Senen : Siedzę tu kilka dni, poszedłem do zwykłego baru, bez zbroi, bez ekwipunku, w cywilnym ubraniu
Arata : No i ?
Senen : Napity byłem, wpadły demony, ludzie pouciekali a mnie zgarnęli tutaj, ot cała historia
Arata : To i tak lepsze niż śmierć
Senen : Niby tak, ale co nam z tego ? jesteśmy teraz niewolnikami demonów
Sidus : Ja tu jestem od miesiąca, byłem u rodziny w odwiedzinach, aż nagle demony przetrzepały wszystkie mieszkania i zabrali i mnie
Arata : Nie brałeś ze sobą żadnego pancerza ?
Sidus : A po co ? to była spokojna planeta, nikt by się nie spodziewał najazdu demonów a tu proszę...
Arata : Rozumiem...
Senen : Niech się Eiran pochwali za co siedzi
Arata : Hmm ?
Sidus : On ma trochę przesrane
Eiran : Walczyłem z demonami, moja armia została wymordowana, zabrali mnie tu jako jeńca
Arata : Niemożliwe, nie zamordowali cię od razu ?

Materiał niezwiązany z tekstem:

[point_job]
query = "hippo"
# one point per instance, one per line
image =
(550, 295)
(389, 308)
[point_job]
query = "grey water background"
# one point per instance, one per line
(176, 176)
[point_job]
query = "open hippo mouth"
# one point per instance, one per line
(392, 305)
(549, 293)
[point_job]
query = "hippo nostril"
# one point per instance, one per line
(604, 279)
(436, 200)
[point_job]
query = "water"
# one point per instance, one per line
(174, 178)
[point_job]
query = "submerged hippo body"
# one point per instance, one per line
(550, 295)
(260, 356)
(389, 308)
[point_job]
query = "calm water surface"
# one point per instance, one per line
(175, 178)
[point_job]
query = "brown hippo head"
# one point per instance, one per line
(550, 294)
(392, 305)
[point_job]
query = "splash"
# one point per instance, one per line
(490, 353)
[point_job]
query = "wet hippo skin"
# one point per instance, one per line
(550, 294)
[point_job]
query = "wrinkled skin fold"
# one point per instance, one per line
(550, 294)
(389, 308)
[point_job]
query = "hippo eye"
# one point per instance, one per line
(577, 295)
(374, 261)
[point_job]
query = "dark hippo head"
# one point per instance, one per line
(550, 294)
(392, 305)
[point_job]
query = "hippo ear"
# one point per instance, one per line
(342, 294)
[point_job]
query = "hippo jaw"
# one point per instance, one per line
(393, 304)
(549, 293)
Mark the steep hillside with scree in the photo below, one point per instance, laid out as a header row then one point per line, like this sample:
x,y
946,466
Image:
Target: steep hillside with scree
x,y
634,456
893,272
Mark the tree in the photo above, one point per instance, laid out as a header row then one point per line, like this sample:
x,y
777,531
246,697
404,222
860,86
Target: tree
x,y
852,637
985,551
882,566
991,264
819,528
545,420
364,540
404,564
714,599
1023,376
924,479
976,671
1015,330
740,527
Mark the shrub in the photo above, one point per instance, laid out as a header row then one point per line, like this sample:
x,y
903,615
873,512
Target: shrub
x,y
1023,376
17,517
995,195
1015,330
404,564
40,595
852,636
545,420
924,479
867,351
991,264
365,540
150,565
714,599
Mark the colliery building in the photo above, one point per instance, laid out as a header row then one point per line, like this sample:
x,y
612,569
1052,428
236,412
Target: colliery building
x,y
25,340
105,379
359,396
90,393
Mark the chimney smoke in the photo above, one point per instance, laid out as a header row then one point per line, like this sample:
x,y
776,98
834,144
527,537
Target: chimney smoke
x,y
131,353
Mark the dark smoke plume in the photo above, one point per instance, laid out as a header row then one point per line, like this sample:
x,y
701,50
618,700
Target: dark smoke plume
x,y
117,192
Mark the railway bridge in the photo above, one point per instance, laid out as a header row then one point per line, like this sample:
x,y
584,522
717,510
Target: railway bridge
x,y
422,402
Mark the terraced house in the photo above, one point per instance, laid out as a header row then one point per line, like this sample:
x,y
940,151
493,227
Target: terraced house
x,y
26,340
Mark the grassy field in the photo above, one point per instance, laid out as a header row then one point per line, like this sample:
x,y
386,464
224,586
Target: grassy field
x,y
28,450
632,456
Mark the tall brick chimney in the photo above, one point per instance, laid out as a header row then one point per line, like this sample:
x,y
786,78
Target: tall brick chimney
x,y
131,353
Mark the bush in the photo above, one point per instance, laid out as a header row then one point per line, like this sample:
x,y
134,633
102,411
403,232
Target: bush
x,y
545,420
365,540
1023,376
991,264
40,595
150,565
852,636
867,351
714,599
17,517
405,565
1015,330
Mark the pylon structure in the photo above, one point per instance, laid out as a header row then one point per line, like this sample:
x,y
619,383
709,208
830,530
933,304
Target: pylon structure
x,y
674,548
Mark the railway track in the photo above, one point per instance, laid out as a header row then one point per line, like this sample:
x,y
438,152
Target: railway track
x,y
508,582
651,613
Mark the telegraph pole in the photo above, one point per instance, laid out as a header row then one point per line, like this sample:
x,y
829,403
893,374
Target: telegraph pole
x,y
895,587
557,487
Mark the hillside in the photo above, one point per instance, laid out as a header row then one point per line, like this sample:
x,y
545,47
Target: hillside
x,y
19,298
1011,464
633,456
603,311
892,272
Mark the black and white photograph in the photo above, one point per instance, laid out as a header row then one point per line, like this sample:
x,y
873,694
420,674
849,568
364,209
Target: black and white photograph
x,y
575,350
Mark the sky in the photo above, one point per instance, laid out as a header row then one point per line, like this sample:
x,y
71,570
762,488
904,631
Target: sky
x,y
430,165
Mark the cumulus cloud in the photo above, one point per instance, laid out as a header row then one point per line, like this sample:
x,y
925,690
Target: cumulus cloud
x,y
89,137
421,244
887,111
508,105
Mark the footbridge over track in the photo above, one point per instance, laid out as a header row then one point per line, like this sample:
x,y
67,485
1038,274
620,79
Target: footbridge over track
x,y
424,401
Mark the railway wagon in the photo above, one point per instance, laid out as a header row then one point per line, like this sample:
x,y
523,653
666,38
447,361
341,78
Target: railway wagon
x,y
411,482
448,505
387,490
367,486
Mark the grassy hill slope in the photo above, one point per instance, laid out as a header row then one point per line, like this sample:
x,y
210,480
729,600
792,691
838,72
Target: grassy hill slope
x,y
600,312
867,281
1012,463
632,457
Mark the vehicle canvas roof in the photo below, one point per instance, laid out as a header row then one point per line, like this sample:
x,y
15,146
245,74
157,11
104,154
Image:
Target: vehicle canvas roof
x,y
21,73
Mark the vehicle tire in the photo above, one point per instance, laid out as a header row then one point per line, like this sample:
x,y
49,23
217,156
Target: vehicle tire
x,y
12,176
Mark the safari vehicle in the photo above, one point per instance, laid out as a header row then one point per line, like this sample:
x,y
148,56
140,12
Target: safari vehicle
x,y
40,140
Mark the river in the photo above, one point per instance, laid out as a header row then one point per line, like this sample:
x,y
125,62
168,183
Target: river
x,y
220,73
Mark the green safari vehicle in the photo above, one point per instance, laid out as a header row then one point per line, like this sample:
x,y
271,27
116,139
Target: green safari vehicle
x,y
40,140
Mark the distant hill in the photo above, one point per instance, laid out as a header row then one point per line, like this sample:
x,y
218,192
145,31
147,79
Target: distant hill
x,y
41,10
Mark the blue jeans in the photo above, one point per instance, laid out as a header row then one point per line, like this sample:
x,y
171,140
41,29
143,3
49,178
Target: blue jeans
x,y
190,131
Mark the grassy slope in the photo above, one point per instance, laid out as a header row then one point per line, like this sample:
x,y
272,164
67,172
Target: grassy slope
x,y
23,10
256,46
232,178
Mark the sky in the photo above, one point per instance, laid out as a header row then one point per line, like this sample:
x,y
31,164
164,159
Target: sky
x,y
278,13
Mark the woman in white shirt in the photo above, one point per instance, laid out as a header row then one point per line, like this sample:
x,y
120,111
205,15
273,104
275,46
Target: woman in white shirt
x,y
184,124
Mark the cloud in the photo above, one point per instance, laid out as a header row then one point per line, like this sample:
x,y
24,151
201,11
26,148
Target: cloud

Eiran : Poddałem się, oczywiście torturowali mnie i chcieli wymusić wszystko ode mnie, ale potem Zarhado wkroczył i dał mi propozycje
Arata : Jaką propozycję ?
Senen : Kazał mu zostać szpiegiem, najpierw ma donosić na nas, w czasie pracy zaprzyjaźniać się z innymi i sprawdzać, kto wojownikiem jest, by potem móc go zabić
Arata : Ale...
Eiran : Tylko rozmowy przekazują, ale nie te z celi, bo te to zawsze razem wymyślamy co mam mówić, a z budowy to czasem powiem, bo właściwie nikt poza nami, to wojownikami tu nie jest
Arata : Więc to przypadek, że jesteśmy jedynymi wojownikami w tej celi ?
Senen : Na to wygląda
Eiran : On i tak może się mnie pozbyć kiedy chce, ale staram się być dla niego jakoś użyteczny
Arata : Rozumiem
Sidus : Nie ma się co martwić, Eiran nie doniesie na nas, jestem tego pewien
Arata : Mam taką nadzieję
Sidus : Więc mówisz, że nie wiesz co się z twoim bratem stało ?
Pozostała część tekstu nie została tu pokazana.